Virginia Commonwealth University Health demitiu uma enfermeira que postou vídeos no TikTok incentivando profissionais médicos a injetar agentes da Imigração e Alfândega dos EUA (ICE) com uma droga paralisante. Os vídeos também sugeriram usar pistolas d'água com hera venenosa e laxantes para perturbar o trabalho dos agentes. O hospital realizou uma investigação e encerrou seu emprego em resposta.

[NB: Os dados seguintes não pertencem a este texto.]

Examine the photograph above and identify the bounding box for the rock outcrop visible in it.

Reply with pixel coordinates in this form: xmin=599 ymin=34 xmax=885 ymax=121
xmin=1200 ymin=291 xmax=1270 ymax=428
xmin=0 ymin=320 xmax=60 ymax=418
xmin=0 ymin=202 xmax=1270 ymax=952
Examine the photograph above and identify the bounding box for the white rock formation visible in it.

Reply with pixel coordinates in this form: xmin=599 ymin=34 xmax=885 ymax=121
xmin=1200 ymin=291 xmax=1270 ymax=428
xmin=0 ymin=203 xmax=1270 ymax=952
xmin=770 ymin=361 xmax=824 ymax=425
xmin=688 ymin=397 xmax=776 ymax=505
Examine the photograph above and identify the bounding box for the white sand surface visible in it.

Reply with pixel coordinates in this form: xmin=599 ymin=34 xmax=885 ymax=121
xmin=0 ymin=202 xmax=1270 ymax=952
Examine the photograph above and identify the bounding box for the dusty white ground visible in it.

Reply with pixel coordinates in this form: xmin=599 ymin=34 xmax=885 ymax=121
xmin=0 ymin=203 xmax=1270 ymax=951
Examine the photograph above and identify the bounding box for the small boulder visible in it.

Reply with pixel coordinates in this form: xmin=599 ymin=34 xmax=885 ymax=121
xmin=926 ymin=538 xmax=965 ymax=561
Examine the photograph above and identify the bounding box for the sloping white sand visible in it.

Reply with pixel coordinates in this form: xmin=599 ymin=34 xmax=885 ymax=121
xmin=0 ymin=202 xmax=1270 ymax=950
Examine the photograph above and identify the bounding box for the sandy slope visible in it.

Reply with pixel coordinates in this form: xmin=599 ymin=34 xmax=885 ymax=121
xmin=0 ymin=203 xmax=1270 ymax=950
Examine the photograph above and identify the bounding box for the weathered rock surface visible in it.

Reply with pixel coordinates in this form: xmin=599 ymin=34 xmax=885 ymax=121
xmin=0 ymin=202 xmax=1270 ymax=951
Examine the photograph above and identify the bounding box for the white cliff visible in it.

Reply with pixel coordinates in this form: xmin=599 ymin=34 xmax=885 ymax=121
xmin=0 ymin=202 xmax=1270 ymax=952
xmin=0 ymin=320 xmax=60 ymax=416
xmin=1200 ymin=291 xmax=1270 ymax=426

Em 27 de janeiro de 2026, a conta de mídia social Libs of TikTok destacou vídeos postados por uma enfermeira da Virginia Commonwealth University Health, identificando-a como Melinda com o handle do TikTok Redheadredemption. Em um vídeo, vestindo jaleco, ela incentivou médicos e enfermeiras a 'pegar algumas seringas com agulhas na ponta' e enchê-las com 'soro fisiológico ou succinilcolina', adicionando 'Tanto faz. Tanto faz', e afirmando que seria 'provavelmente um dissuasor' para sabotar agentes do ICE. Em outro vídeo, ela sugeriu atirar em oficiais do ICE no rosto com água embebida em hera venenosa de uma pistola d'água. Ela também instou mulheres solteiras a usarem apps de namoro como Tinder e Hinge para conhecer agentes do ICE, colocar laxantes como Ex-Lax em suas bebidas para incapacitá-los, dizendo: 'Ninguém vai morrer, é só o suficiente para incapacitá-los e tirá-los da rua pelo dia seguinte.' Ela ainda aconselhou: 'Vamos tornar suas vidas f*didamente miseráveis' e incentivou funcionários de hotéis a esconderem 'peixes mortos' nos quartos dos agentes. A VCU Health emitiu um comunicado na terça-feira confirmando: 'Após uma investigação, o indivíduo envolvido nos vídeos de mídia social não está mais empregado na VCU Health. Além disso, a VCU Health cumpriu seus requisitos de relatório sob a lei estadual da Virgínia.' Os posts ocorrem em meio a riscos elevados para agentes do ICE, com ameaças de morte aumentando 8.000% e assaltos subindo mais de 1.300%. Este incidente reflete tensões mais amplas sobre os esforços de aplicação da imigração federal sob a administração Trump, embora nenhuma conexão direta com outras retóricas anti-ICE relatadas, como declarações de celebridades ou promotores, tenha sido mencionada em relação a este caso.